No se recuerda mayor desgana y falta de entusiasmo. Al menos los amantes de la siesta podrán agradecer a Mariano Rajoy que su discurso de investidura comenzara a las cuatro de la tarde de un caluroso día de agosto. 36 folios y hora y media de inusual inapetencia en un candidato a la presidencia del Gobierno que no pudo mostrarse más gris y más plano. La modorra estaba asegurada. Tanto que venció a algunos ilustres de la tribuna de invitados. Cabezada va y cabezada viene.
Es lo que tiene Rajoy, que no engaña. Ya dijo aquello de que “si hay que ir se va, pero ir pa ná...”. Pues fue “pa ná” y por eso quizá ni se molestó en disimular que acudía resignado. Más bien obligado por la Constitución, cuya letra pretendió sin éxito retorcer después de haber aceptado el encargo de Felipe VI. El caso es que no quiso emplearse a fondo en una intentona que sabía condenada de antemano.

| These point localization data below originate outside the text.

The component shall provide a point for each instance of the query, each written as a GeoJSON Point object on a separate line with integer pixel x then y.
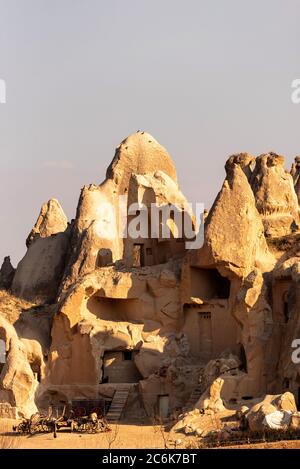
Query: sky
{"type": "Point", "coordinates": [207, 78]}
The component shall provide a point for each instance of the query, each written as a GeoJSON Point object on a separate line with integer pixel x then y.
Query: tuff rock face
{"type": "Point", "coordinates": [207, 329]}
{"type": "Point", "coordinates": [275, 196]}
{"type": "Point", "coordinates": [7, 273]}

Antes de subirse a la tribuna ya se había rendido a la estrategia de presionar al PSOE, al que ignoró durante todo el debate. Rajoy es muy de desdeñar al adversario, pero lo que no sabíamos es que también es capaz de despreciar con soltura al aliado. En esta ocasión a Ciudadanos, a quien castigó ostensiblemente con su indiferencia hasta el minuto 40 de su perorata como si en lugar de haberle prestado 32 votos se los hubiera robado. Ni agradecido ni pagado, Rivera es para Rajoy lo que Pablo Iglesias es para Sánchez, y lo seguirá siendo por muchos años. Sus alusiones al pacto de investidura con Rivera fueron escasas y encima las igualó con sus menciones a Coalición Canaria, como si un voto valiera lo mismo que una treintena.

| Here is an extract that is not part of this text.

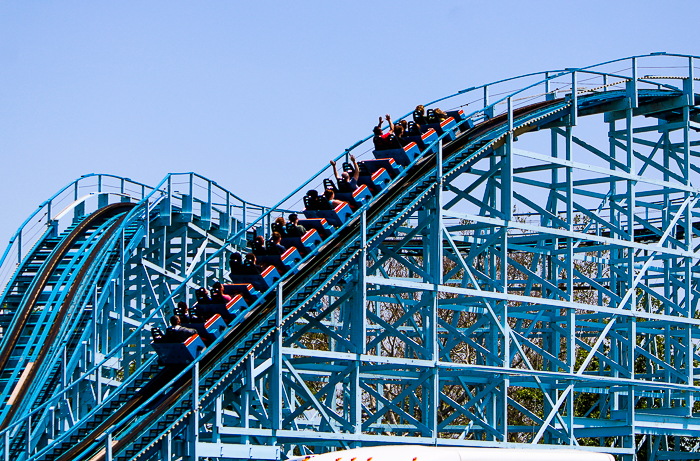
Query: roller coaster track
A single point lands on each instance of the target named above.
(155, 404)
(31, 299)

Con todo, lo que más sorprendió es que Rajoy dinamitara el último puente que le quedaba para ser investido después de las elecciones vascas en caso de que el PNV necesite al PP en el Parlamento de Vitoria y se preste a canjear el apoyo de sus cinco diputados en Madrid por el auxilio de los populares en Euskadi. Como el presidente en funciones tenía pocos frentes abiertos, decidió abrir otro con una intervención en la que recurrió a La Pepa de 1812, una Constitución que las Juntas Generales no aceptaron nunca. “Tiene bemoles”, que diría Aitor Esteban.
Pues eso. Que si la comunión de PP-Ciudadanos con PNV se antojaba ya complicada por la a priori incompatibilidad entre los naranjas y los nacionalistas vascos, Rajoy se apresuró a hacer saltar por los aires el último puente que le quedaba. Quizá todo discurrió así porque alguien más que el PSOE de Pedro Sánchez trabaja ya en la pantalla de las terceras elecciones, y desde luego ni es Rivera ni es Pablo Iglesias.
Prepárense porque esto va de que el turrón de 2016 nos lo comemos en las urnas. La tercera convocatoria empieza a ser una posibilidad bastante real. ¿Con los mismos candidatos? Si tuvieran vergüenza, se irían todos a casa.